In a day and age where technology is at our finger tips, the negative side effect is continuous interruption. If you work as a web design, web developer, or lead a team of designers and developers, the last thing you want is interruption.
We all know the exact circumstance. You’re full speed into a project. Creativity and momentum are high. Then out of left field, you receive a series of emails. Or a phone call. Or someone stops by your desk and unloads a laundry list of non-value add questions. Really? Now? Come on!

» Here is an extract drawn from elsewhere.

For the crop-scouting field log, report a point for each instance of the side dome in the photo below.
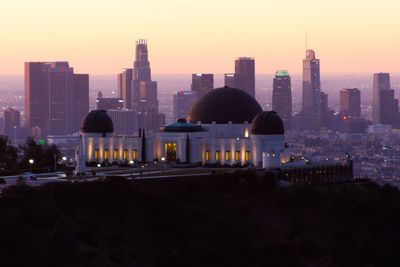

We’ve all been there and it simply slows down productivity. One may argue, what if it’s a prospect or a customer? Shouldn’t you place a high priority on the customer and answer their email or take their call?
My answer to that is no.
In this article, I’m going to provide you with THREE time management hacks that will help you get more done, in less time. You’ll be able to dedicate longer periods of uninterrupted time to projects as well as dedicate specific time to communicating with prospects and clients. You’ll also be able to bill more hours in every given day.
Overall, these time management hacks are going to require some self-discipline. They are not impossible to adopt but they may take a little getting used to. Without further delay, let’s get to it!
1) Email Management
Email can be a major problem and if you don’t control it, it will end up controlling you. Web Designers, Web Developers, Creative Directors, Account Managers and really every player in the creative “space” can spend countless hours per day, checking email. The question is, how do you solve this problem?
I recommend checking email twice a day: one hour when you first enter the office and one hour before you leave the office. If you can check email for 30 minutes or less, great. I commend you for doing so.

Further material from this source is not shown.